Macadamia Nut Cookies

PREP: 15 MIN | COOK: 12 MIN | MAKES: 12

What you’ll need…

170g unsalted butter, softened 

¾ cup brown sugar 

½ cup caster sugar  

1 egg + 1 egg yolk 

1 teaspoon vanilla extract 

2 1/2 cups (325g) all-purpose flour  

¾ teaspoon baking powder 

1/4 teaspoon baking soda 

pinch  sea salt 

130g white chocolate, roughly chopped 

½ cup Sunbeam Macadamia Halves  

¾ cup frozen raspberries 


To serve (optional)  

Icing (icing sugar, egg white lemon juice)  

Freeze dried raspberries   


Preheat oven to 180℃ and line a few large baking trays with baking paper 

Add the butter and sugars to the bowl of a stand mixer.
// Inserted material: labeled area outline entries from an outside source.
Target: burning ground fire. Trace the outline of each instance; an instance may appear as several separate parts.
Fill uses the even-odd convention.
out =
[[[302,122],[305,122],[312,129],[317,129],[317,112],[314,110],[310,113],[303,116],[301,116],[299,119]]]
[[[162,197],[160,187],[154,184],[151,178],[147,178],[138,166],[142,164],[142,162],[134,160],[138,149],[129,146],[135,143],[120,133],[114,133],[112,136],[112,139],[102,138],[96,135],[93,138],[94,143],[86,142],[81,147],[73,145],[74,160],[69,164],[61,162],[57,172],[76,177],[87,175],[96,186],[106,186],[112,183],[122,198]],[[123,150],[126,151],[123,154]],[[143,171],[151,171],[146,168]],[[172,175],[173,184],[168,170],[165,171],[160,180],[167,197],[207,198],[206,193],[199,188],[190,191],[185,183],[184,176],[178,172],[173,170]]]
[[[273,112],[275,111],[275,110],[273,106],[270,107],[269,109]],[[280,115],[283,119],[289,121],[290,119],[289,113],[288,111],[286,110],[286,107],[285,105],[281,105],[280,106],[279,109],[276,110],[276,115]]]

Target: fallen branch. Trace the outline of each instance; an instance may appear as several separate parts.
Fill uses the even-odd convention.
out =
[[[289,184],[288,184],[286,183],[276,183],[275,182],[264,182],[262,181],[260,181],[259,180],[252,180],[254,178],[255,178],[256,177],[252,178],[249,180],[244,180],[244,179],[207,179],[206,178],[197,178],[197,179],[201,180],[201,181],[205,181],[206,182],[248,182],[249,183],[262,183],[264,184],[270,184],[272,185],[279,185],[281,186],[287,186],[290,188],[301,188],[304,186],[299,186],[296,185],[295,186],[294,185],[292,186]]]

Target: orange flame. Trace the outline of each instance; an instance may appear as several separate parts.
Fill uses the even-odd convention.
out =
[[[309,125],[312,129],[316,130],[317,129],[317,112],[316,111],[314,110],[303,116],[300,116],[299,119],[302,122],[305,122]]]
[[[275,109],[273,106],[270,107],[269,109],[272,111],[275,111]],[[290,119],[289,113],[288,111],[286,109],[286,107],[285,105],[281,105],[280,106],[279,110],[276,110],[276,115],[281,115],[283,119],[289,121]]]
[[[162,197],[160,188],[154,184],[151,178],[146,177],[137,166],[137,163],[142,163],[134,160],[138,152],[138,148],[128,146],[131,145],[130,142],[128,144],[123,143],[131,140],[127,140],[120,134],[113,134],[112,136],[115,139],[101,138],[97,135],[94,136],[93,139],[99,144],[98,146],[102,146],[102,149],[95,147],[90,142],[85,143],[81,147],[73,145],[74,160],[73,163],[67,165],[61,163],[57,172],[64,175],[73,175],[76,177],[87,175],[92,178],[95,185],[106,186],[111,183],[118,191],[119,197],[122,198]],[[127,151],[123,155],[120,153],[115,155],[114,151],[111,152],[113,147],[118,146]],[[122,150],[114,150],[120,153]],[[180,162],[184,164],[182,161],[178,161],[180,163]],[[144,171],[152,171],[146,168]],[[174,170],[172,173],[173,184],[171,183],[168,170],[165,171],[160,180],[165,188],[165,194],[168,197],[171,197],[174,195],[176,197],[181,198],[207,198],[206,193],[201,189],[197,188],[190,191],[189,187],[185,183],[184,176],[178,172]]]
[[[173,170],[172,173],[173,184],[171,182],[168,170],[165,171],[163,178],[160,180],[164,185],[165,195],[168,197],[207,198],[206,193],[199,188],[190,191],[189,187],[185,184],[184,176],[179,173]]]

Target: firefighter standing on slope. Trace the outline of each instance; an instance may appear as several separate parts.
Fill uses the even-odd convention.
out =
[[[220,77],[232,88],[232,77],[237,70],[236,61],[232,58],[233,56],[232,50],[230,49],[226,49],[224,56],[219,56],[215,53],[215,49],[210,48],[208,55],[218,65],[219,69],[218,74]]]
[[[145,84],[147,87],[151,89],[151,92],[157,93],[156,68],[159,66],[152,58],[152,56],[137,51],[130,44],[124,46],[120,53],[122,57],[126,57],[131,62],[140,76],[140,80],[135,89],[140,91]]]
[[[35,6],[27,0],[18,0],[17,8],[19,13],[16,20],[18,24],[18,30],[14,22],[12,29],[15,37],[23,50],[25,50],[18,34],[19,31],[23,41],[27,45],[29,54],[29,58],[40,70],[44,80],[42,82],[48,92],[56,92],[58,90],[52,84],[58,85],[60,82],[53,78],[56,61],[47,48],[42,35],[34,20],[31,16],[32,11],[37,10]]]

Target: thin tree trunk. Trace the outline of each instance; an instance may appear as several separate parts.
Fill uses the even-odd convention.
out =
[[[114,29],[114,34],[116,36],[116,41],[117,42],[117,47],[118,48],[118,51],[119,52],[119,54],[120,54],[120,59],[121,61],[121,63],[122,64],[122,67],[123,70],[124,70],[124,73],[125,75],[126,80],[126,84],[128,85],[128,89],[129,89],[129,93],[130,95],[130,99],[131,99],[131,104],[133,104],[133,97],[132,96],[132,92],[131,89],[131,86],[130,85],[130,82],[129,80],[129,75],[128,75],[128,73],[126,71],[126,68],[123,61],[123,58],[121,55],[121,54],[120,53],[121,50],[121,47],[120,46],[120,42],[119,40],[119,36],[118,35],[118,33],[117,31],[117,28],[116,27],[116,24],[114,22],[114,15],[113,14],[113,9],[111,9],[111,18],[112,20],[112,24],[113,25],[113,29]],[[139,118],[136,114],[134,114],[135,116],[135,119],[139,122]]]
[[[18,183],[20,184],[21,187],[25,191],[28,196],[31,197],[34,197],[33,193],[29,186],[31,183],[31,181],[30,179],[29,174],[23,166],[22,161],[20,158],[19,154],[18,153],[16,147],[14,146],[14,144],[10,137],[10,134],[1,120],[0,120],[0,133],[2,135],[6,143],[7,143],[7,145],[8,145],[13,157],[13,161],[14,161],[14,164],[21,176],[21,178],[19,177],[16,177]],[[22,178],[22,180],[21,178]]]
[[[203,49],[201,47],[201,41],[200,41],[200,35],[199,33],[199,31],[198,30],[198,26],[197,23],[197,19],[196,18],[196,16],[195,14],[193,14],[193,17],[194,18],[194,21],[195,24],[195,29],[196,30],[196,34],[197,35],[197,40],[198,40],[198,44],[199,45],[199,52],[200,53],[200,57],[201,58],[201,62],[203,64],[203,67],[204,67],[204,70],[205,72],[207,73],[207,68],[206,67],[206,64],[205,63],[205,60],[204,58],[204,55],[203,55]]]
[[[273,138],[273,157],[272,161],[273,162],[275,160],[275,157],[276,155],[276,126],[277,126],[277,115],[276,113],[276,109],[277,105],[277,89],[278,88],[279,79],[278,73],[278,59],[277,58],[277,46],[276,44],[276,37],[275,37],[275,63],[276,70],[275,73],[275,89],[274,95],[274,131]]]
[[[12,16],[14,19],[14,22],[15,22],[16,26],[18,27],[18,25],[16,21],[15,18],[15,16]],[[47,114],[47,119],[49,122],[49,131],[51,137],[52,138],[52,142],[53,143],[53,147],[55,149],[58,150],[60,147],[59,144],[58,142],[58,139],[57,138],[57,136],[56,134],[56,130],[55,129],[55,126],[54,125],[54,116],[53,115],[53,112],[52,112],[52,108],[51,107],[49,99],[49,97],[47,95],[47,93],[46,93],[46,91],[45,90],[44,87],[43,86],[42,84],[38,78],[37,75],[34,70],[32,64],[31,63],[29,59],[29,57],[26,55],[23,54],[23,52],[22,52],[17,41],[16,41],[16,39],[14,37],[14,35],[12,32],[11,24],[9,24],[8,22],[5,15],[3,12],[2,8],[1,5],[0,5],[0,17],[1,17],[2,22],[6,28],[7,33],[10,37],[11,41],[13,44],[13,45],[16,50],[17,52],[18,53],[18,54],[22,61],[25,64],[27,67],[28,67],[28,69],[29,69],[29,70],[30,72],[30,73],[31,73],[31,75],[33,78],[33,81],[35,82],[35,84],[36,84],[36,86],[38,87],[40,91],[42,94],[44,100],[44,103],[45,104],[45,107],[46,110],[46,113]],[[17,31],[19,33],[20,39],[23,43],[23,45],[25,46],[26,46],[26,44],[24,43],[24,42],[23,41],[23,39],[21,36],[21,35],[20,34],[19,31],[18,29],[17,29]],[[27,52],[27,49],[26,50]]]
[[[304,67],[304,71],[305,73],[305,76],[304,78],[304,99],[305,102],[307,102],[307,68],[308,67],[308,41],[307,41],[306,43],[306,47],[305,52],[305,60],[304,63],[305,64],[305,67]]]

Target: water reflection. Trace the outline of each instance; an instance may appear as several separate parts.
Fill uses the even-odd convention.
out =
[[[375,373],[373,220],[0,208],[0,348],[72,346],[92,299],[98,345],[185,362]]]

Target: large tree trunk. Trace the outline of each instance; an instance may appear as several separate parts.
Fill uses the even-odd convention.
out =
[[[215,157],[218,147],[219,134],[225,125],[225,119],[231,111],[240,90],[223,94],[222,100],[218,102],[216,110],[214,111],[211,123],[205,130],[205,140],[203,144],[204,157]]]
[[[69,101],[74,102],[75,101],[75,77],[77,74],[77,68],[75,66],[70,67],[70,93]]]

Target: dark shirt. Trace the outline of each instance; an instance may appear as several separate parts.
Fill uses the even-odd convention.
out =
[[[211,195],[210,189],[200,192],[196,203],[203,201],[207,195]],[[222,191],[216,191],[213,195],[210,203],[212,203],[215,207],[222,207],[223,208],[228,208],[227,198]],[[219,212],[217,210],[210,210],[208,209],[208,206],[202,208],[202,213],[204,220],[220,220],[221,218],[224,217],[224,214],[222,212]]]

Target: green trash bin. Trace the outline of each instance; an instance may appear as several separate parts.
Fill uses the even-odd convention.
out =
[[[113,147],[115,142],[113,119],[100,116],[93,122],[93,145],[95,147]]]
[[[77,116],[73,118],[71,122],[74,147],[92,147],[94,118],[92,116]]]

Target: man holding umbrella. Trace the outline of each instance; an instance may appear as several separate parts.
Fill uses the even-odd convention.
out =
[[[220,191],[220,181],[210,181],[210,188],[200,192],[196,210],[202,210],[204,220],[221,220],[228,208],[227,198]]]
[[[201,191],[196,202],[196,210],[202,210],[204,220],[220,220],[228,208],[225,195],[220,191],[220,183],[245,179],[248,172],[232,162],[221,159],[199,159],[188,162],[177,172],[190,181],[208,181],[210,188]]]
Mix for 3-4 minutes until well combined and whipped. Whisk the eggs and vanilla extract together, then slowly add to the butter mixture until combined.   

Add the flour, baking powder, baking soda and salt. Mix on low until you form a dough. Stir in the white chocolate and macadamias. Then gently fold in the raspberries, careful not to overmix so the raspberries melt and mix through the whole dough.  

Scoop out the dough into balls and place onto the prepared baking sheets, keeping cookies 5cm apart to allow for spreading. Place into the oven and bake for 10-12 minutes, until edges are browned.  

 Remove from the oven and allow to cool and set slightly before transferring to a wire rack.